Nevertheless, on October 13, 2014, Bowman alleges that she specifically complained to Broom about the discriminatory treatment in regards to classroom sizes. Compl. ¶¶ 53-56. Bowman allegedly expressed to Broom her belief that the addition of a new teacher to the fourth grade class lightened the workload of Tousig-nant, a Caucasian teacher. Id. Bowman then complained to-Broom that “Departmentalization wasn’t even considered to decrease my load. Why was Tousignant was given relief? This is discrimination.” Id. From this -context, Broom reasonably should have been aware that Bowman’s complaint noted a distinction in treatment between Tousignant, a Caucasian teacher, and Bowman, an African American teacher. -Although, Bowman did. not explicitly state it was racial discrimination, she did not have to be so explicit when the context clearly conveyed the purported racial impetus. Bowman has thus sufficiently alleged that she engaged in a protected activity.7
B. Adverse Employment Action
The Board does not dispute it took adverse employment action against Bowman. Bowman was placed .on administrative leave in January 2015 and, on February 5, 2015, she was suspended without pay for alleged misconduct. Compl. ¶¶65, 66, 69.
C. Causal Link
Even assuming that Plaintiff sufficiently alleged protected activity, Defendant argues that she has failed to show a causal nexus between the protected activity and the adverse employment action.8 Although a plaintiff may not conclusorily assert the existence of a “causal connection,” the’ presence of a “close” temporal relationship between the protected activity and the alleged adverse action can be sufficient to establish a causal connection at the pleading stage. See Clark County Sch. Dist. v. Breeden, 532 U.S. 268, 273, 121 S.Ct. 1508, 149 L.Ed.2d 509 (2001) (holding that alleged, “temporal proximity” must be “very close” to satisfy this third element). If the employer did not know of the protected activity, then even temporal proximity cannot save a plaintiffs claim. Price v. Thompson, 380 F.3d 209, 213 (4th Cir. *2502004) (explaining that the employer must know the employee engaged in protected activity as a prerequisite to establishing a causal connection). The Fourth Circuit has not set forth a specific timeframe for what constitutes “very close.” Pascaul v. Lowe’s Home Centers, Inc., 193 Fed.Appx. 229, 233 (4th Cir.2006). However, in cases where the temporal proximity is “missing,” “courts may look to the intervening period for other evidence of retaliatory animus.” Lettieri v. Equant Inc., 478 F.3d 640, 650 (4th Cir.2007) (quoting Farrell v. Planters Lifesavers Co., 206 F.3d 271, 281 (3rd Cir.2000)).
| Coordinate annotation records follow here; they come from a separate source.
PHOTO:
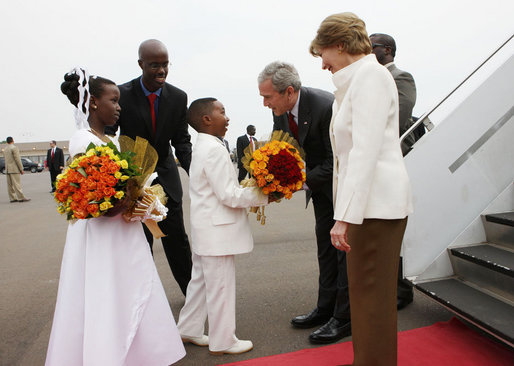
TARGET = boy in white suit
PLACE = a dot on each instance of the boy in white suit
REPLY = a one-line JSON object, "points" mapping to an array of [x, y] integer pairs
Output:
{"points": [[219, 230]]}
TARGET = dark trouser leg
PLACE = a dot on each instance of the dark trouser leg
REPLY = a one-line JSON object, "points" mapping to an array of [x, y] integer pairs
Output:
{"points": [[242, 174], [372, 273], [175, 244], [405, 291], [333, 281], [53, 177]]}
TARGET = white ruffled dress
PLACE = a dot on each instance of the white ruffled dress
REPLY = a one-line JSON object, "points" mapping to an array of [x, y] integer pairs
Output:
{"points": [[111, 306]]}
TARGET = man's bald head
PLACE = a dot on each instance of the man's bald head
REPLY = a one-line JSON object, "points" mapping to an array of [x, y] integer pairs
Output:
{"points": [[151, 46], [153, 60]]}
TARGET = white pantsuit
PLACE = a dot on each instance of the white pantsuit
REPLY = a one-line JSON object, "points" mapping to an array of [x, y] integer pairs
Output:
{"points": [[219, 230]]}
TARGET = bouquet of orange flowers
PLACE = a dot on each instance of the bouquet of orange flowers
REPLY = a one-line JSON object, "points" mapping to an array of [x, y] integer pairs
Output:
{"points": [[94, 182]]}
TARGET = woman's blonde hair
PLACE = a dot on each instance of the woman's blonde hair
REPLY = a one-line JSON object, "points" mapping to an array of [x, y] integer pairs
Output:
{"points": [[346, 29]]}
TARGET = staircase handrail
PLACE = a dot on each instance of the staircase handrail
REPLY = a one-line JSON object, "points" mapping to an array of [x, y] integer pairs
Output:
{"points": [[424, 118]]}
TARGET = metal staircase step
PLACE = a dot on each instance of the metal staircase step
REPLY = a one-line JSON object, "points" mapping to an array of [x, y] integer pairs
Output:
{"points": [[499, 228], [495, 258], [490, 314], [504, 218]]}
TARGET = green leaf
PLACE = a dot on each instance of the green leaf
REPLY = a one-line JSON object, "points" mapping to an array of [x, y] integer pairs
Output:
{"points": [[82, 171], [90, 146]]}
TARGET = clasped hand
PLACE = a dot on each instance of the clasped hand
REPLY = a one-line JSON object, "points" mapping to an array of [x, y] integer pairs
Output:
{"points": [[339, 237]]}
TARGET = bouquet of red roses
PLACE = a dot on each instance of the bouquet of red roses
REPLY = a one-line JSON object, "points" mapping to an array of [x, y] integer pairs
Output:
{"points": [[276, 167], [94, 182]]}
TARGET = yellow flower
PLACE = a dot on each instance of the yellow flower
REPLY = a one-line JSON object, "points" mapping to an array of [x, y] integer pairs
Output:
{"points": [[257, 155], [104, 206]]}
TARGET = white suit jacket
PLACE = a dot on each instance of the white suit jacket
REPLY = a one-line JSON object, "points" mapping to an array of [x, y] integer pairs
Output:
{"points": [[370, 179], [219, 222]]}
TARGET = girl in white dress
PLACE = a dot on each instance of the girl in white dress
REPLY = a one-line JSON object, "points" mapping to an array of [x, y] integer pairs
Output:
{"points": [[111, 307]]}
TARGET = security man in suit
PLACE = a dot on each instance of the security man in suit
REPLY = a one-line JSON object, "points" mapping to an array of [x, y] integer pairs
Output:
{"points": [[54, 162], [156, 111], [13, 170], [305, 113], [241, 144], [384, 48]]}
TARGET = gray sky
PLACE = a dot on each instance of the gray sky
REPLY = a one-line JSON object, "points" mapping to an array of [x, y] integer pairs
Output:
{"points": [[217, 48]]}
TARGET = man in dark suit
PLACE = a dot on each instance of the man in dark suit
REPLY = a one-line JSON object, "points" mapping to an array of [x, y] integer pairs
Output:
{"points": [[241, 144], [306, 113], [54, 162], [384, 48], [156, 111]]}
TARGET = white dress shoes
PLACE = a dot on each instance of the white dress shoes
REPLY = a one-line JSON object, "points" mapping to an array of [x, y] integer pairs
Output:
{"points": [[202, 341], [239, 347]]}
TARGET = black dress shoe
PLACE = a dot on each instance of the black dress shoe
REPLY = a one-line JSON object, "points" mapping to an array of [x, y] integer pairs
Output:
{"points": [[402, 303], [313, 319], [331, 332]]}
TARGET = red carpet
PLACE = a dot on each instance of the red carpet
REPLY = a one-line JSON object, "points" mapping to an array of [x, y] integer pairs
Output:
{"points": [[442, 344]]}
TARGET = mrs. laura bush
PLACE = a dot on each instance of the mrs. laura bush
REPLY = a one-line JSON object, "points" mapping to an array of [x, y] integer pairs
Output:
{"points": [[372, 195]]}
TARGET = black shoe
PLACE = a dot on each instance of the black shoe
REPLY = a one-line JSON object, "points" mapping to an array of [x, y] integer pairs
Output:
{"points": [[331, 332], [313, 319], [402, 303]]}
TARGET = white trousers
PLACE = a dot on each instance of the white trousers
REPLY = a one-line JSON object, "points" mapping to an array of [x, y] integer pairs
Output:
{"points": [[14, 187], [211, 294]]}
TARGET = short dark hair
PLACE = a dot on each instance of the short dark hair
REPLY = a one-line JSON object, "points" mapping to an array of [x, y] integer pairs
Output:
{"points": [[71, 83], [197, 110], [387, 41]]}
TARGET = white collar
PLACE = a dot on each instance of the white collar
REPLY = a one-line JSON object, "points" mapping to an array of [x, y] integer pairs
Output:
{"points": [[294, 111]]}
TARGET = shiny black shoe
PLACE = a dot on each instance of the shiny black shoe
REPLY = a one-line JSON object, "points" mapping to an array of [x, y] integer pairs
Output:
{"points": [[313, 319], [331, 332], [402, 303]]}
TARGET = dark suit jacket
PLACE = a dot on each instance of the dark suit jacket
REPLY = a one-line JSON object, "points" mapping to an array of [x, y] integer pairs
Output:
{"points": [[406, 98], [171, 128], [57, 161], [241, 144], [314, 115]]}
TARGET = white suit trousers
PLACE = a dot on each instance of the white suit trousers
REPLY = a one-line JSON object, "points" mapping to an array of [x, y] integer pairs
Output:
{"points": [[211, 294]]}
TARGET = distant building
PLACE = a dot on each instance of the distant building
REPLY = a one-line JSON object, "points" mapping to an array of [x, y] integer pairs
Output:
{"points": [[36, 151]]}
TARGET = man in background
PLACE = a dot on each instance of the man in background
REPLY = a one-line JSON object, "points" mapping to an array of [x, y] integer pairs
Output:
{"points": [[156, 111], [13, 170], [242, 142], [54, 162], [384, 48]]}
Approximately three months passed between Bowman’s direct complaint to Broom alleging discriminatory treatment on October 13, 2014 and the placing of Bowman on administrative leave in January 2015. Yet, certain intervening events may demonstrate plausible retaliatory animus. For example, Bowman claims that she was relieved of Team Léader duties, other teachers were no longer sent to observe her room, and she allegedly received negative comments about her job performance. Each adverse action was plausibly in retaliation for her October 13th complaint to Broom. Accordingly, Bowman has alleged facts sufficient to show a causal link between her protected activity and the Board’s adverse employment action.
In sum, Plaintiffs Complaint sufficiently alleges' prima facie claims of retaliation under both Title VI and Title VII. At this early stage in the proceedings, she need not prove her claims, but instead only allege a plausible claim for relief. As such, Defendant’s Motion must be denied.
CONCLUSION
For the reasons stated above, Defendant Baltimore City Board of School Commissioner’s Motion to Dismiss, or in the in the alternative for Summary Judgment (ECF No. 4), construed as a Motion-to Dismiss is DENIED.
A separate Order follows.
. The annual performance review scales are “high effective,” "effective,” "satisfactory,” arid "ineffective,” Compl. ¶ 26.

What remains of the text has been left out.